As this novel unfolds, it’s clear that Oliver and Ciara each have secrets and reasons they don’t want to be close enough to another person to be known.
In the background is the growing COVID-19 pandemic. Detective Inspector Leah Riordan orders a coffee and watches a barista “make with gloved hands and theatrical caution as if it wasn’t a cappuccino they were making but a bomb.”
Ciara listens to a press conference with the Irish prime minister, the Taoiseach, in the United States where he had been on a diplomatic mission. “Some of the things the Taoiseach said she’d heard before, many times, but in sci-fi virus thrillers and post-apocalyptic zombie movies, not from the mouth of the leader of her country in a press conference so pressing he had to do it in the predawn dark on the other side of an ocean.”
When one morning as Oliver is leaving her apartment, Ciara’s elderly across-the-hall neighbor cracks open the door and gives them the stink eye, they both realize that once the announced lockdown begins, they won’t be able to see each other without the risk of being reported by the neighbor.
Oliver invites her to move into the apartment that his firm has provided him with.
Fifty-six days later, DI Riordan and her Garda colleagues are called in to investigate a decomposing body in an unlocked apartment that has been thoroughly wiped of finger prints.
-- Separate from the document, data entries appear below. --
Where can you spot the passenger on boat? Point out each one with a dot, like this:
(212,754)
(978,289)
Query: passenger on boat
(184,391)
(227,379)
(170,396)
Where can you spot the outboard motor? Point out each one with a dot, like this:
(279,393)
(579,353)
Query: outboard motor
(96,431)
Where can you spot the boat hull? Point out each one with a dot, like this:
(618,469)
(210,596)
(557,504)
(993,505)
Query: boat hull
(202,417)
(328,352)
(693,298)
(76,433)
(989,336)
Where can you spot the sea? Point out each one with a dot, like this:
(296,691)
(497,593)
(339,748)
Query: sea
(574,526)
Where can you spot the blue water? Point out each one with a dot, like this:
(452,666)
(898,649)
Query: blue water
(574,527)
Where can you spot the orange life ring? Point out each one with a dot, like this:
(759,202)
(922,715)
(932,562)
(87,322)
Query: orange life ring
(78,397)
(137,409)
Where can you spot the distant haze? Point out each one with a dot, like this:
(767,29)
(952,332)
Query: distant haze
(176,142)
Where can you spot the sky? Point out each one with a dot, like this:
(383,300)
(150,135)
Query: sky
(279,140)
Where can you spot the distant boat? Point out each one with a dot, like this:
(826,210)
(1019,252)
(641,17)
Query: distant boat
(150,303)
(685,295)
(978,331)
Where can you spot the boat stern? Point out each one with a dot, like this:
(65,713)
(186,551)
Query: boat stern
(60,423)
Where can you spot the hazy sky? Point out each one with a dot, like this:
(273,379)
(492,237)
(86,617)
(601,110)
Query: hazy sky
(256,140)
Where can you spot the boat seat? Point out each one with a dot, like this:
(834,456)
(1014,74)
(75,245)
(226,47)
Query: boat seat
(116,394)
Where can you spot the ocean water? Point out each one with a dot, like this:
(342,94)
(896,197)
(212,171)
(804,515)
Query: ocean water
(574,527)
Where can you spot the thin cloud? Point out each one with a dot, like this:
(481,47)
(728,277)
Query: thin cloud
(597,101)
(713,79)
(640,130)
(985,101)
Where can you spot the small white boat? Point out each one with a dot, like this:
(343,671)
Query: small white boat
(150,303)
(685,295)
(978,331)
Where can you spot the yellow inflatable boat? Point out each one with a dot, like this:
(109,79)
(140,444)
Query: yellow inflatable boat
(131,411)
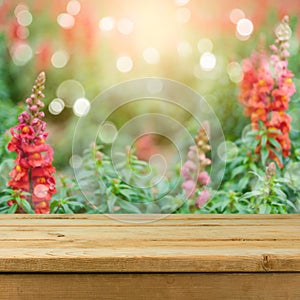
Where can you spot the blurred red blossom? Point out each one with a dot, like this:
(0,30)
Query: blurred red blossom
(33,171)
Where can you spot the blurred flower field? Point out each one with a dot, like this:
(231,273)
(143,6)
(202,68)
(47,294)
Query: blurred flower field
(118,130)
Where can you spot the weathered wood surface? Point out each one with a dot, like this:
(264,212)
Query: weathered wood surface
(185,286)
(149,243)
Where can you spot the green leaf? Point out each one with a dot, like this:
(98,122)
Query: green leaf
(243,183)
(264,209)
(238,170)
(251,194)
(111,202)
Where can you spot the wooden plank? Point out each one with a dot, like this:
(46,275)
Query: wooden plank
(101,244)
(150,286)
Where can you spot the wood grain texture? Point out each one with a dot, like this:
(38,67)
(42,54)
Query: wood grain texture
(212,286)
(149,243)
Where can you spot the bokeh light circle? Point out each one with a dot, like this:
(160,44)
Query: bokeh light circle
(69,91)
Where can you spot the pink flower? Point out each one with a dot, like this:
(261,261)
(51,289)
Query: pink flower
(33,171)
(203,178)
(202,198)
(189,187)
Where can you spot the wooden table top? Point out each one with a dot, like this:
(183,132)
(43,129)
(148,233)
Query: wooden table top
(149,243)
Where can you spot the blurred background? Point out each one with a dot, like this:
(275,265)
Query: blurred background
(85,47)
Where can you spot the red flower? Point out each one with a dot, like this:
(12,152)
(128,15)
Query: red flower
(34,170)
(266,95)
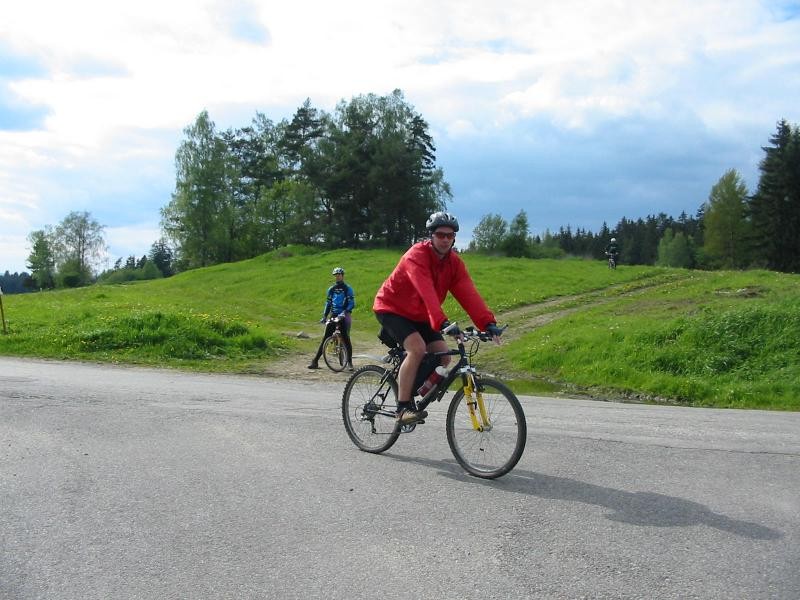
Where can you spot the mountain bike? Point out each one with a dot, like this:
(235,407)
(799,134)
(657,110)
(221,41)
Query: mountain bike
(485,424)
(334,350)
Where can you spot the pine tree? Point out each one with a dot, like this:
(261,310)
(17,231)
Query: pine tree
(775,207)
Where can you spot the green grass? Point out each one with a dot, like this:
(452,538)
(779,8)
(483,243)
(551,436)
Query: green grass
(726,339)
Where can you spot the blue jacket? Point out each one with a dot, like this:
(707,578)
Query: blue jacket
(340,299)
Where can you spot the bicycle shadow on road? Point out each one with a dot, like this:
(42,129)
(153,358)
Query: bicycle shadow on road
(634,508)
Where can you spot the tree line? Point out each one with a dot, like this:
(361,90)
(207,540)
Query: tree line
(364,176)
(731,230)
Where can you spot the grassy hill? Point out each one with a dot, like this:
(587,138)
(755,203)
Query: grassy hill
(728,339)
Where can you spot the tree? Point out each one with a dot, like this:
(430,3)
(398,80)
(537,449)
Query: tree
(161,256)
(79,241)
(41,260)
(675,250)
(200,216)
(726,225)
(516,243)
(775,207)
(488,234)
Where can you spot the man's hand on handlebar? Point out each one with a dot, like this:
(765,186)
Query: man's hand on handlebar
(495,331)
(449,328)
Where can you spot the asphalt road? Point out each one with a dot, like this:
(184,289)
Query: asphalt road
(141,483)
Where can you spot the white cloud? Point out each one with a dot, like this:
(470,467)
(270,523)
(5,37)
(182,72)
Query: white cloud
(118,82)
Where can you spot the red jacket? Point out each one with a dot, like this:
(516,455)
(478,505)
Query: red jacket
(419,284)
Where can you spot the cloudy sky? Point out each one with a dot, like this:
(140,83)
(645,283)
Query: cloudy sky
(576,111)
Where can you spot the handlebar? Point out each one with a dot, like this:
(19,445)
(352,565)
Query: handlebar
(470,333)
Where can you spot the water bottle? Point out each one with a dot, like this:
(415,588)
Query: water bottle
(430,383)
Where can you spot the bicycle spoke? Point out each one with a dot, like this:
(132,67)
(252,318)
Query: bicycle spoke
(495,450)
(369,404)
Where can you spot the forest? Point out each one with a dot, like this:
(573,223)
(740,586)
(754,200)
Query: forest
(366,177)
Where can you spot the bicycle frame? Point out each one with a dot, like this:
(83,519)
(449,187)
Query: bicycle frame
(463,368)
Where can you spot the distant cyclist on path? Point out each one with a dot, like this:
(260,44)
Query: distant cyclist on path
(340,300)
(409,304)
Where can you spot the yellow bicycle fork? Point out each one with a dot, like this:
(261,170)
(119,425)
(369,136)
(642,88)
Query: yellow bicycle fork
(474,398)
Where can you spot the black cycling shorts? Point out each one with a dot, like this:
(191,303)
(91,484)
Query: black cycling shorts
(400,328)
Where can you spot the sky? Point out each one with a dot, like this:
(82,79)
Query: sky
(578,112)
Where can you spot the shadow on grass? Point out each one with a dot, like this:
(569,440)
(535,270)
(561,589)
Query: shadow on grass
(634,508)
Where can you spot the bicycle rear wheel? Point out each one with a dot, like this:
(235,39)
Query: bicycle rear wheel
(335,353)
(496,450)
(369,405)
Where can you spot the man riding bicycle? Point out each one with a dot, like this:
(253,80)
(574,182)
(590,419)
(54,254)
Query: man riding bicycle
(409,304)
(340,301)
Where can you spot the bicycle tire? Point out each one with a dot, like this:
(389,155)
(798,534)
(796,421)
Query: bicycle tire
(488,454)
(334,353)
(368,409)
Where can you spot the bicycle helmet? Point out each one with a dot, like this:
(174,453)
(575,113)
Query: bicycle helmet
(441,219)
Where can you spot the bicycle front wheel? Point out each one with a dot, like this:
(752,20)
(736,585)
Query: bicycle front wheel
(335,353)
(497,449)
(369,406)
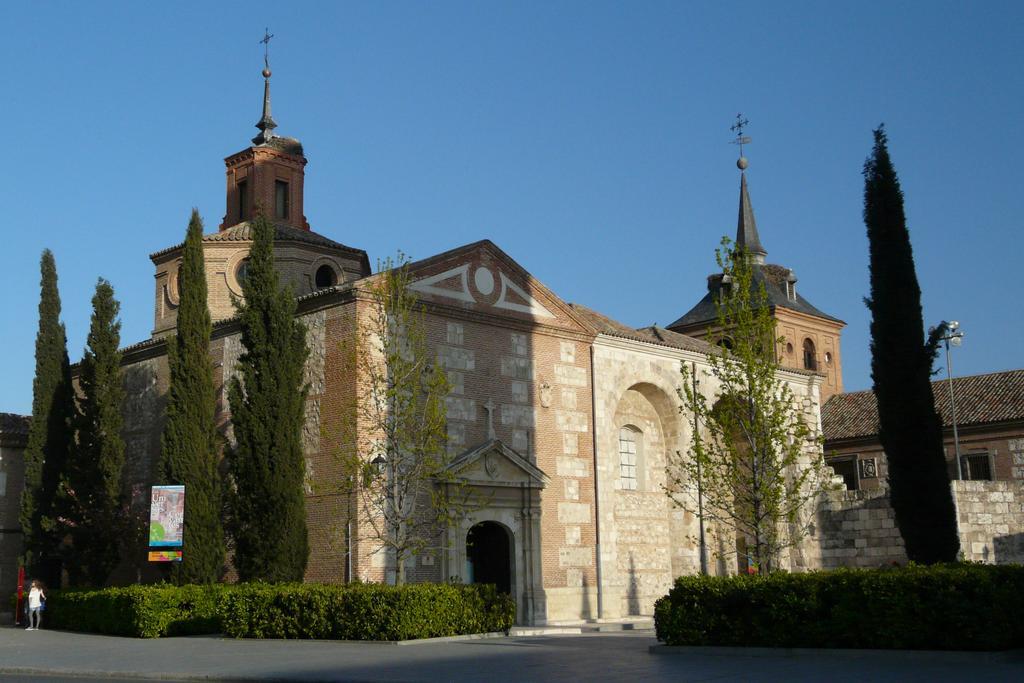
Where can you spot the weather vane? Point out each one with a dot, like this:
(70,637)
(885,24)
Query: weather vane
(741,139)
(266,47)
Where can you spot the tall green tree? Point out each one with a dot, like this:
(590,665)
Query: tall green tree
(910,431)
(267,399)
(394,436)
(50,433)
(96,506)
(190,444)
(755,464)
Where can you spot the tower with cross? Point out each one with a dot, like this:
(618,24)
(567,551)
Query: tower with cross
(811,337)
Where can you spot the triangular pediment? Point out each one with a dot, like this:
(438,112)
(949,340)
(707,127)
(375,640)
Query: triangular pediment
(495,464)
(480,276)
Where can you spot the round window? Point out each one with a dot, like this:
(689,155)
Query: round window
(242,271)
(326,276)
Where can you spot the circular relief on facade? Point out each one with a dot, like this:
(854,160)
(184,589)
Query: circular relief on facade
(484,281)
(235,271)
(173,283)
(326,272)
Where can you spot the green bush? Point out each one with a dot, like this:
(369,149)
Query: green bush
(946,606)
(142,611)
(365,611)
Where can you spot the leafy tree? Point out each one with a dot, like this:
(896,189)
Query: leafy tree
(394,453)
(755,463)
(267,398)
(96,515)
(50,433)
(910,431)
(190,444)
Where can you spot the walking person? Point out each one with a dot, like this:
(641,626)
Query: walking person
(36,599)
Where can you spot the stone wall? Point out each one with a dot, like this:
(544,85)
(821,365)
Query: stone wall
(990,515)
(857,527)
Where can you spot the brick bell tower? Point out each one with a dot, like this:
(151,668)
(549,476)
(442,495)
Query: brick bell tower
(268,175)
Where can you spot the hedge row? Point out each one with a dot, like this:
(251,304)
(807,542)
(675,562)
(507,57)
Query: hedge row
(366,611)
(357,611)
(143,611)
(947,607)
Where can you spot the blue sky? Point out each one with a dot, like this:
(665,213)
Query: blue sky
(590,140)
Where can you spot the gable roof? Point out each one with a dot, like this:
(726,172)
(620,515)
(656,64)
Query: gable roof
(243,232)
(981,399)
(442,263)
(536,476)
(651,334)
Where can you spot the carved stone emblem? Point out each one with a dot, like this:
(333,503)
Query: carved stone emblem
(868,469)
(545,394)
(491,465)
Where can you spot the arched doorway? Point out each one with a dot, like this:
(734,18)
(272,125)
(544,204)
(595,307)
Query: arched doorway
(488,556)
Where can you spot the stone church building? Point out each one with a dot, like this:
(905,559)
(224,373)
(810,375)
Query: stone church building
(563,417)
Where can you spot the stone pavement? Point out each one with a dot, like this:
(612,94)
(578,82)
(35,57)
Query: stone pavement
(603,656)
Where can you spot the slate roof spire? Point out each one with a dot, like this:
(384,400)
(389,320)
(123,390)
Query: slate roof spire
(266,124)
(747,227)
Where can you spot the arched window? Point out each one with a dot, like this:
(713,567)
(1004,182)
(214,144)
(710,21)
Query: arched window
(326,276)
(630,439)
(810,359)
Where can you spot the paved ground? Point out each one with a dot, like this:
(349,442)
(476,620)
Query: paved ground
(623,656)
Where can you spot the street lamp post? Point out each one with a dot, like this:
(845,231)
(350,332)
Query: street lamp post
(951,333)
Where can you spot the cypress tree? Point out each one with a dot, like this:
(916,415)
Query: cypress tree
(910,431)
(96,509)
(49,433)
(267,401)
(190,443)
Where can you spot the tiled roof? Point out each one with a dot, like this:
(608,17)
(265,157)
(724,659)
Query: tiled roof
(243,232)
(652,334)
(14,425)
(980,399)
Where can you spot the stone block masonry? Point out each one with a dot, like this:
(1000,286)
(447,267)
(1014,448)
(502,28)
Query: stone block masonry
(858,527)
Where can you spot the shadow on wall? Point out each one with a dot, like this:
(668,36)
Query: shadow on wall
(633,592)
(1007,549)
(585,610)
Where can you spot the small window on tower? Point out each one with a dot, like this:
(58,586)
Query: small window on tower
(281,199)
(326,276)
(243,200)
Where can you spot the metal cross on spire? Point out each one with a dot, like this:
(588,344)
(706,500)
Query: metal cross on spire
(737,128)
(266,47)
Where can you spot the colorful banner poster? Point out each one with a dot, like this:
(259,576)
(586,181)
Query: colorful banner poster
(167,513)
(165,555)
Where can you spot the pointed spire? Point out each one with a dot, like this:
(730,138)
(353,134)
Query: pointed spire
(747,227)
(266,123)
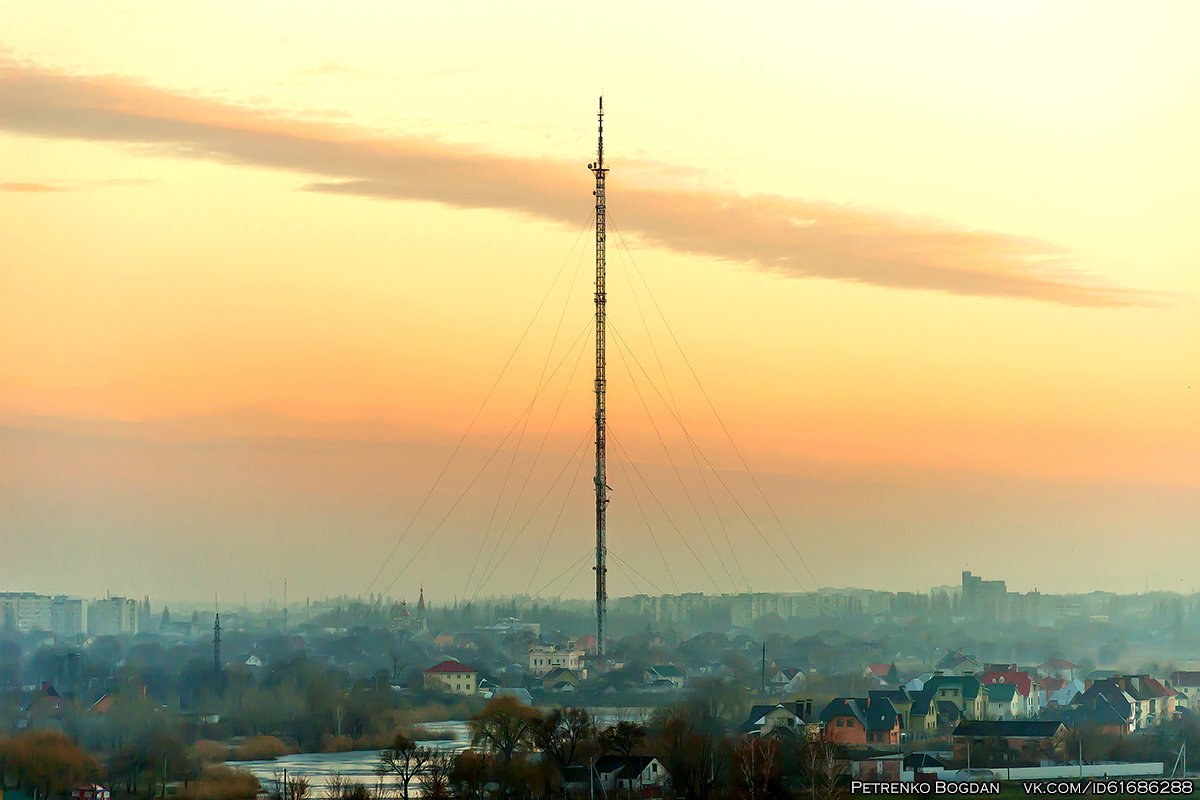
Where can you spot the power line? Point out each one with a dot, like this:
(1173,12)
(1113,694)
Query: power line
(654,536)
(727,489)
(675,405)
(713,408)
(490,458)
(663,509)
(480,410)
(541,445)
(496,566)
(708,535)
The cause of death is so unusual, the Garda can’t tell if it was homicide or an accident.
This is a pitch-perfect mystery. As author Catherine Ryan Howard carries the story backward and forward in numbered days, the suspense keeps rising and rising. Hints about Oliver’s and Ciara’s pasts are dropped as subtly as autumn leaves into a stream. She makes it, oh, so easy, to misread the clues.
Nothing about this story is predictable. A highly recommended read.
Howard has a reputation for surprise endings and stories intimately tied to their settings: a cruise ship running from Madrid to the Cote d’Azur (DISTRESS SIGNALS) or a college in Dublin where one among a tight group of friends is murdered as a serial killer terrorizes the college (THE LIAR’S GIRL).
56 DAYS is dazzling in its subtly: Is this a romance or a murder? Was the death an accident or a homicide?
Howard definitely went to the top of my “Must Read More” list.
About the Author: Catherine Ryan Howard (1982 – )
A Cork-born writer of thrillers, Catherine Ryan Howard established her reputation from her debut novel, DISTRESS SIGNALS (2016).
Before she became a writer, she worked in the travel industry as a front desk agent for a hotel at Walt Disney World, Florida, a travel administrator in The Netherlands and a campsite courier in France. She self-published two light-hearted travel novels about her experiences in the industry in Europe and the United States.
Writing, however, has been a nearly life-long obsession. As an older student, she studied English literature at Trinity College in Dublin, taking the first of her second-year exams the day before the launch of DISTRESS SIGNALS.
That first novel was followed by THE LIAR’S GIRL (2018), REWIND (2019), and THE NOTHING MAN (2020).